如同在纯净的溪流中发现了一股污浊的暗流。这“暗流”并非源自璃月,而是顽强地从西南方向(须弥)渗透而来,带着一种与璃月厚重生机格格不入的持续性痛苦波动。这痛苦并非个体生命的消亡之悲,而是更加宏大、更加接近世界本源的哀鸣——仿佛有无数草木在瞬间被剥夺生机后腐败的啜泣,是智慧被强行扭曲堕入疯狂时的无声尖啸,是天地规则被异物侵蚀、生命根基被亵渎时,世界本身发出的悲号。
这是世界树被深度污染、本源受损的痛苦!
比起在海上和层岩巨渊边缘时的模糊感应,此刻在这地脉节点纯净之地的感知,何止清晰了十倍!那股衰败、腐朽、渴望将万物拉入终极虚无的气息,如同冰冷的毒液,沿着地脉的“根系”蔓延,试图感染所及的一切。层岩巨渊洞口逸散的黑雾,不过是这“病血”从创口渗出的一小滴。
这痛苦的源头,无比清晰地指向西南方——须弥。
为何会蔓延至璃月?是地脉自然的能量交换,如同血液流通?还是……有什么存在,在刻意引导这污秽的扩散?层岩巨渊的裂口,是偶然的地质活动,还是被某种力量刻意撕开的“创面”?
疑问如潮水涌来。嫦娥强定心神,尝试逆流而上,将灵觉附着在这股痛苦的“暗流”上,向它的源头追溯,希望能“看”到更多景象。
刹那间,模糊而破碎的幻影冲击着她的意识:
——无边无际的、散发着不祥紫黑色光芒的枯萎地带(死域),如同腐烂的瘢痕,在茂密的雨林中肆意扩张,吞噬着一切生机。
——一座巨大、封闭、充满理性秩序却冰冷缺乏生机的智慧殿堂(教令院),其深处涌动着危险的野心与对某种终极力量的贪婪。
——一个被无数绿色数据流禁锢、力量如沙漏中的沙粒般被不断抽取的、娇小而无助的身影(纳西妲)。
这些信息碎片如同决堤的洪水,携带着庞大的负面情绪与禁忌知识,冲击着嫦娥的心神。她看到了一场远超一国一地的巨大危机正在酝酿,层岩巨渊的异变,不过是这场席卷提瓦特风暴掀起的第一个微不足道的浪头。
“噗——”
心神遭受巨震,嫦娥猛地睁开双眼,一缕鲜红的血丝从她唇角溢出。强行追溯如此庞大而污秽的信息流,即便以她之能,也受到了不轻的反噬。脸色瞬间变得苍白,额间渗出细密的冷汗。
“嫦娥姐姐!”玉兔焦急地跳上她的膝盖,用毛茸茸的脑袋蹭着她的手。
“无妨。”嫦娥轻轻擦去血迹,声音略显沙哑。她深吸一口气,山谷中纯净的灵气涌入肺腑,稍稍平复了翻腾的气血。她的眼神却如同被寒泉洗过,褪去了最后一丝犹疑,变得无比清明、锐利而坚定。

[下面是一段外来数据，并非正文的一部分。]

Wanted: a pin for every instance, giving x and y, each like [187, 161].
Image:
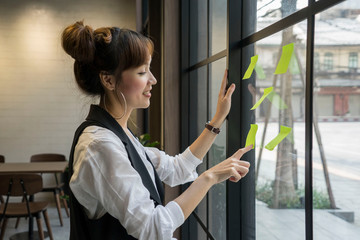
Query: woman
[116, 190]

“我看到了……比想象中更糟,也更清晰。”她低声对玉兔,也对自己说。之前的介入,或许还带着对璃月的责任与对未知的探究。但此刻,她已然明了。这不再是区域性的危机,而是关乎世界树存续、万物根基的“绝症”。她身负的月华之力,兼具创生与寂灭之能,对此,她责无旁贷。
“必须去源头,去须弥。”她的话语很轻,却带着不容动摇的决心,“但在那之前,须得先堵住璃月的这个‘伤口’,切断这污秽的蔓延。”
地脉中传来的哀鸣仍在灵魂深处回荡,如同一声声愈发急促的警钟。嫦娥知道,短暂的归乡休憩已然结束。一场关乎提瓦特根本的远征,即将开始。而第一步,就是踏入层岩巨渊那深不见底的黑暗,直面那源自世界病灶的脓疮。
她站起身,望向层岩巨渊的方向,目光仿佛已穿透重重山峦,看到了那翻滚不祥的黑雾。